Oddball Icelandic rocks, part III: conglomerate

Posted by Callan Bentley

At the Volcano Museum in Stykkishólmur, I learned that Iceland has fossils. Specifically, they have a display of bivalve (clam) fossils there, and when I asked where to find them, I was directed to a point further east on the Snæfellsnes Peninsula. The next day, I set off to find them.

Here was what I saw on a cliff high above me, at the spot nearest to where I thought I was supposed to be looking:



There were some suspicious looking outcrops there…


I climbed up. Here’s the view from on high…

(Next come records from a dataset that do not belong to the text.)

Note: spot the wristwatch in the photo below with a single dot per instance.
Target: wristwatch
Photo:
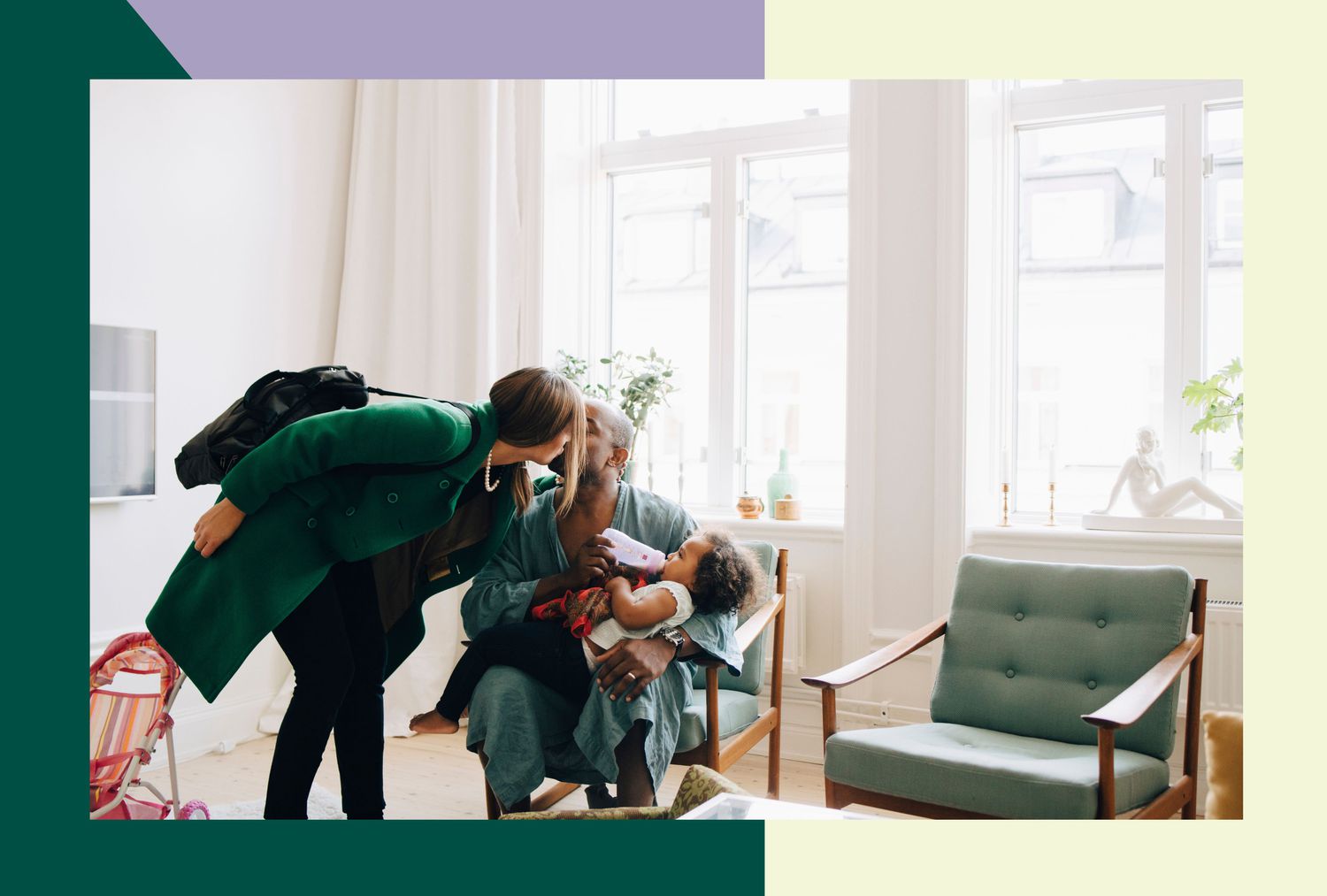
(674, 638)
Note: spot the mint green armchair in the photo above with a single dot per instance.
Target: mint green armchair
(1055, 697)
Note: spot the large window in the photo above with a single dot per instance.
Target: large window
(719, 215)
(1123, 211)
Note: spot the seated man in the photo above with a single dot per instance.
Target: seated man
(628, 726)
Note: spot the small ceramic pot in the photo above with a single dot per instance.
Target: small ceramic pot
(787, 508)
(750, 506)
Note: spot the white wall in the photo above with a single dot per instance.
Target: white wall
(218, 219)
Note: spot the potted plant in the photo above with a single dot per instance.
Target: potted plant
(637, 384)
(1221, 405)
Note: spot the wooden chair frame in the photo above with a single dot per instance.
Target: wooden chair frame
(711, 753)
(1120, 713)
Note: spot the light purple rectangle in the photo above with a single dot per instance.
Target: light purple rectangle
(446, 39)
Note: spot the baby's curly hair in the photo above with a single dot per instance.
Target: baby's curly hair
(729, 577)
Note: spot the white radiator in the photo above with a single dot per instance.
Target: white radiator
(1223, 657)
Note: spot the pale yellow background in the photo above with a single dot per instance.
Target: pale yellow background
(1278, 50)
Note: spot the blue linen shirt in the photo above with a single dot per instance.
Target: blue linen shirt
(527, 731)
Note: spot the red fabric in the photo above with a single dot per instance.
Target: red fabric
(583, 609)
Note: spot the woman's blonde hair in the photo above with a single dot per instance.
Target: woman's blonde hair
(533, 406)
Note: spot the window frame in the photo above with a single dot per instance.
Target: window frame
(726, 153)
(1183, 105)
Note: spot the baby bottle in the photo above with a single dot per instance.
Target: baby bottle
(631, 553)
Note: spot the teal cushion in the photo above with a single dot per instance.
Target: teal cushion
(1032, 647)
(987, 771)
(737, 712)
(753, 662)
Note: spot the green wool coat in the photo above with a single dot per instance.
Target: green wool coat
(377, 482)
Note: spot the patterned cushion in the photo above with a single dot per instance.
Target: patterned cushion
(700, 785)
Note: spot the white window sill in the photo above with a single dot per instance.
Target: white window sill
(771, 530)
(1071, 535)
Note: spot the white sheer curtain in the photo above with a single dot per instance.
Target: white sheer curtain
(442, 214)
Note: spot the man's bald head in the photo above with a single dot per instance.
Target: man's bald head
(613, 422)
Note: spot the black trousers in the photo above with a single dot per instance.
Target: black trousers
(336, 644)
(543, 649)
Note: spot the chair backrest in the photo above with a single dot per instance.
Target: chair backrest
(1032, 647)
(751, 680)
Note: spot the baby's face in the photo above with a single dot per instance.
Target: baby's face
(681, 564)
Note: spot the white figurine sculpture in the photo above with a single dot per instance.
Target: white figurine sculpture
(1152, 497)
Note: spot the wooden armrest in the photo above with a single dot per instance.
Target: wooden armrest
(880, 659)
(750, 630)
(1138, 699)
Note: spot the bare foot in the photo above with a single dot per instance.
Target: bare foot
(432, 723)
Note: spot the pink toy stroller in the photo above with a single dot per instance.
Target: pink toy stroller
(132, 688)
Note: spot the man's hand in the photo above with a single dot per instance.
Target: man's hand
(631, 664)
(214, 527)
(591, 564)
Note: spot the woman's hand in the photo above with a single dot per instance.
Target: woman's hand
(214, 527)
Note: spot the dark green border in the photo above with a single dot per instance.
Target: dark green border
(53, 50)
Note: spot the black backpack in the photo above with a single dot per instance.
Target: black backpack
(275, 401)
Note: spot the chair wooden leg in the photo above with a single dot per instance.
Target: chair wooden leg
(777, 681)
(1106, 773)
(831, 798)
(1193, 707)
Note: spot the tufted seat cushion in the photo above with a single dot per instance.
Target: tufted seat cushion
(987, 771)
(1032, 647)
(737, 710)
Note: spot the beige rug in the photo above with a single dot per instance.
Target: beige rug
(323, 806)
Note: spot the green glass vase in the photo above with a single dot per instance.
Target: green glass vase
(780, 484)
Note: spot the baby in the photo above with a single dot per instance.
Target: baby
(710, 572)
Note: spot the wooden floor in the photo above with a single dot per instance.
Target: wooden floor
(435, 777)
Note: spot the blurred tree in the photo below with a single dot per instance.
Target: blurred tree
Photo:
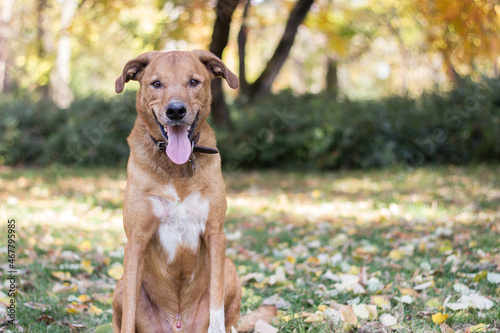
(349, 29)
(262, 85)
(220, 37)
(461, 31)
(60, 78)
(5, 63)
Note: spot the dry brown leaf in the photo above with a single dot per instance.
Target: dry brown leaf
(263, 327)
(266, 313)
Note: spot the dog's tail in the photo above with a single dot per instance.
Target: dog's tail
(266, 313)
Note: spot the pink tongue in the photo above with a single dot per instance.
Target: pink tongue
(178, 147)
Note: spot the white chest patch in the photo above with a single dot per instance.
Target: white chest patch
(181, 222)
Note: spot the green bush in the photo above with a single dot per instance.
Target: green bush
(92, 131)
(282, 131)
(458, 127)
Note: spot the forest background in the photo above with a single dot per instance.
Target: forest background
(323, 84)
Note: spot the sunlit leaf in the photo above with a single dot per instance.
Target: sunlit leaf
(439, 318)
(95, 310)
(388, 319)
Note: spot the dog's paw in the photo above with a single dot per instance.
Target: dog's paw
(217, 322)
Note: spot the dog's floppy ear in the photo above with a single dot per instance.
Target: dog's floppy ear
(133, 70)
(217, 67)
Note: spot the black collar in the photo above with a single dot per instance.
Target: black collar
(161, 145)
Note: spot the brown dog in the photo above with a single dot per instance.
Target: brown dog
(176, 276)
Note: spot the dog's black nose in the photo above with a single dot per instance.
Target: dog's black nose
(176, 110)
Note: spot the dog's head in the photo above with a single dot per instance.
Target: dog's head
(174, 95)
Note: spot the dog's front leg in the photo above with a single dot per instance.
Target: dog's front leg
(140, 232)
(217, 247)
(132, 279)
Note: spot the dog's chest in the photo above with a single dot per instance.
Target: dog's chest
(181, 222)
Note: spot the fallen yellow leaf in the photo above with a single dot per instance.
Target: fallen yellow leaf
(397, 254)
(381, 301)
(446, 329)
(315, 317)
(291, 259)
(439, 318)
(478, 328)
(95, 310)
(63, 276)
(84, 298)
(408, 291)
(87, 266)
(433, 303)
(84, 246)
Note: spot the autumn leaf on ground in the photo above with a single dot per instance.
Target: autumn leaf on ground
(388, 320)
(63, 276)
(87, 266)
(478, 328)
(439, 318)
(94, 310)
(84, 246)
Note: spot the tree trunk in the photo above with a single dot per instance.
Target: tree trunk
(43, 88)
(262, 86)
(220, 36)
(60, 78)
(242, 41)
(5, 17)
(332, 81)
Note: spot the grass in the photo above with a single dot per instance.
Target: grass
(290, 234)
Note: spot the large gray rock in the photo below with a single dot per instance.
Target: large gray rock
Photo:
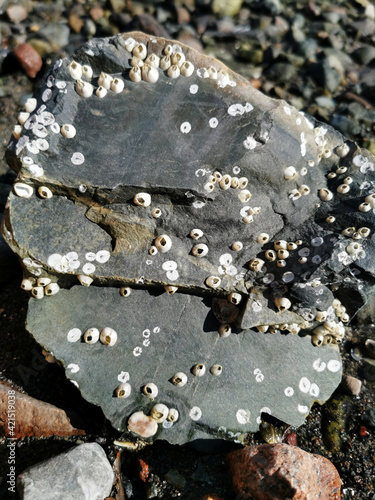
(82, 473)
(302, 263)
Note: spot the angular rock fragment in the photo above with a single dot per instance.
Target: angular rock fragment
(148, 168)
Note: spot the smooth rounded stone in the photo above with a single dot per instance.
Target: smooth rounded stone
(82, 473)
(279, 471)
(159, 336)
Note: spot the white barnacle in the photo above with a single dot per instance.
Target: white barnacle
(135, 74)
(256, 264)
(85, 280)
(101, 92)
(44, 192)
(196, 234)
(178, 59)
(142, 199)
(159, 413)
(108, 336)
(225, 330)
(325, 194)
(348, 231)
(117, 85)
(200, 250)
(198, 370)
(125, 291)
(156, 213)
(243, 182)
(172, 415)
(342, 150)
(105, 80)
(364, 207)
(30, 104)
(353, 248)
(87, 71)
(364, 232)
(244, 195)
(140, 51)
(237, 246)
(123, 390)
(187, 69)
(270, 255)
(212, 71)
(51, 289)
(75, 70)
(163, 243)
(225, 182)
(282, 303)
(22, 117)
(173, 71)
(149, 73)
(371, 200)
(150, 390)
(179, 379)
(343, 188)
(263, 238)
(304, 190)
(153, 60)
(23, 190)
(235, 298)
(84, 89)
(165, 63)
(68, 131)
(290, 173)
(216, 370)
(37, 292)
(27, 284)
(17, 130)
(213, 281)
(282, 253)
(91, 336)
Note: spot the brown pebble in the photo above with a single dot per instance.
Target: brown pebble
(351, 385)
(96, 13)
(29, 58)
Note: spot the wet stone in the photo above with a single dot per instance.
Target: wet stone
(190, 185)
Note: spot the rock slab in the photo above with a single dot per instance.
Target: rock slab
(82, 473)
(280, 471)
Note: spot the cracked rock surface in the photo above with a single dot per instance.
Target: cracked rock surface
(258, 215)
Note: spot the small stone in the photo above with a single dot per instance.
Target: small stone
(17, 13)
(29, 58)
(279, 471)
(351, 385)
(35, 418)
(82, 473)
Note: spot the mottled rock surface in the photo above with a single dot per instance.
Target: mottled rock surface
(280, 471)
(33, 418)
(82, 473)
(284, 207)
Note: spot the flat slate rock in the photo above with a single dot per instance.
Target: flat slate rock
(161, 335)
(255, 203)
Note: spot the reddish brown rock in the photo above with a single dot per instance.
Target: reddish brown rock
(29, 58)
(280, 471)
(23, 416)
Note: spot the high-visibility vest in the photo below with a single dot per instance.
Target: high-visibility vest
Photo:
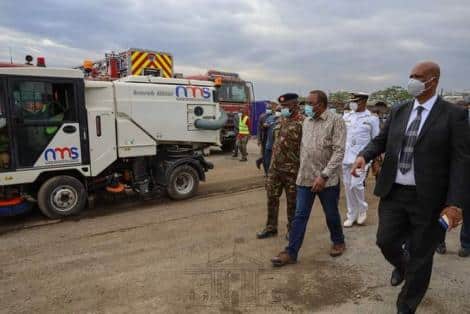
(242, 127)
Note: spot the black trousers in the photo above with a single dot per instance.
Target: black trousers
(402, 218)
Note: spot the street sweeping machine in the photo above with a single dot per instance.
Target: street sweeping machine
(64, 138)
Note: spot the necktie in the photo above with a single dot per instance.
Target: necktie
(406, 155)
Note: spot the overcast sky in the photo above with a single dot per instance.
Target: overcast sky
(279, 45)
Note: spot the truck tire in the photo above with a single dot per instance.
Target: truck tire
(61, 196)
(183, 182)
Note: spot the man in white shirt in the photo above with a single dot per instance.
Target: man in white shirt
(362, 126)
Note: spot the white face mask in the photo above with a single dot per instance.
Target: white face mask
(353, 106)
(416, 87)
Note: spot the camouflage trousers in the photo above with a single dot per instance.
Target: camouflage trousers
(275, 184)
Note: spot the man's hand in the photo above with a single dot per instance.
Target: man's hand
(454, 214)
(318, 184)
(360, 164)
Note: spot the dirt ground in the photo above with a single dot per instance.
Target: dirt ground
(202, 256)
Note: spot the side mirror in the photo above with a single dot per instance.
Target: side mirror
(218, 81)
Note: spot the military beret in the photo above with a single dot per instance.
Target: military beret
(288, 97)
(359, 95)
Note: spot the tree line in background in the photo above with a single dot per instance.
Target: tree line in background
(390, 96)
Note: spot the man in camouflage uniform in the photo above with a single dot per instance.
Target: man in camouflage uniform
(285, 163)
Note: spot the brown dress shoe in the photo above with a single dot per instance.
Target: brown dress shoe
(337, 249)
(282, 259)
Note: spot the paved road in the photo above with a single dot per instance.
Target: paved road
(201, 256)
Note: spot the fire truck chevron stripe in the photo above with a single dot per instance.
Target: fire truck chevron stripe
(167, 59)
(138, 65)
(136, 55)
(164, 65)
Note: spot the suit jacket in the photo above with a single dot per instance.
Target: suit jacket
(441, 154)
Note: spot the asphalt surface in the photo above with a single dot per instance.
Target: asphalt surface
(202, 256)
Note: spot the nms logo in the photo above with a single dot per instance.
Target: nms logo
(61, 153)
(192, 92)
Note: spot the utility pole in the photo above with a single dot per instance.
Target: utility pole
(11, 55)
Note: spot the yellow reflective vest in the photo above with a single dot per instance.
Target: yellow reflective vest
(242, 127)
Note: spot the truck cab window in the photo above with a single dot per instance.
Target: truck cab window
(39, 108)
(4, 138)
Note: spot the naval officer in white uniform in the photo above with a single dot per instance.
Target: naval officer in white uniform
(362, 126)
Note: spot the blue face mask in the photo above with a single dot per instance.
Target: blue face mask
(285, 112)
(309, 111)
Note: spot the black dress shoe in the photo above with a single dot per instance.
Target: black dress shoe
(464, 252)
(441, 248)
(266, 233)
(397, 277)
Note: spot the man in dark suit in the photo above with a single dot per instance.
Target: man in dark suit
(424, 176)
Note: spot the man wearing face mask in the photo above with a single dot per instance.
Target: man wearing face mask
(284, 164)
(362, 126)
(321, 154)
(262, 133)
(425, 176)
(271, 122)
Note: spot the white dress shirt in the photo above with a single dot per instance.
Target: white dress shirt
(409, 177)
(361, 128)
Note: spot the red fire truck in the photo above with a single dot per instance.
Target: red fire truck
(234, 95)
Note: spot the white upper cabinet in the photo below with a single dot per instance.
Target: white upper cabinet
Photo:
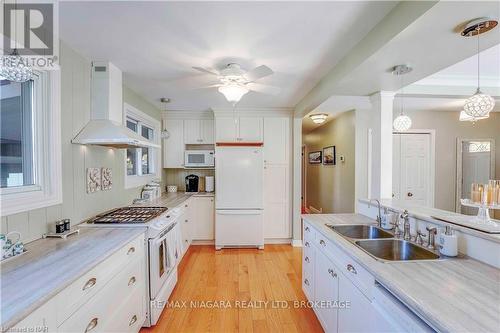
(250, 129)
(198, 131)
(173, 146)
(225, 129)
(240, 129)
(276, 140)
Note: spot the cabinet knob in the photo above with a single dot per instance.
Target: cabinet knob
(91, 325)
(90, 283)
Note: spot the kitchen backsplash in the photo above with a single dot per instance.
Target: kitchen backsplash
(176, 176)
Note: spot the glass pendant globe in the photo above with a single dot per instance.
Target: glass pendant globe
(402, 123)
(15, 68)
(479, 105)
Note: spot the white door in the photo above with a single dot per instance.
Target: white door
(276, 192)
(207, 131)
(173, 154)
(225, 129)
(250, 129)
(192, 131)
(276, 138)
(412, 168)
(204, 218)
(326, 289)
(238, 177)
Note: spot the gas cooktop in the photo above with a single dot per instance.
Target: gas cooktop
(126, 215)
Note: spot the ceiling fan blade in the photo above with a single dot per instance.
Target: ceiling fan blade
(270, 90)
(206, 70)
(258, 72)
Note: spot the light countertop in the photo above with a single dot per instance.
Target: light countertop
(452, 295)
(50, 265)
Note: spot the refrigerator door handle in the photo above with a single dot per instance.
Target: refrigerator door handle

Rotating, I faced the cliff.

In detail, the outcrop object of my quest showed inclined packages of conglomerate:

iceland-seds-foresetssmClick to make much, much larger

A few adjacent details:



This was the only outcrop of sedimentary rock I saw anywhere in Iceland. It was too coarse for delicate external molds of clams, but it was cool in its own right on account of its unique status in my experience.

There were also a few boulders showing rotated blocks of the stuff:





And here’s a cobble hosting a decent graded bed:


And there you have it. With the green ignimbrite and the granite intrusion, those are the only three rocks I saw in a week in Iceland that weren’t mafic volcanics.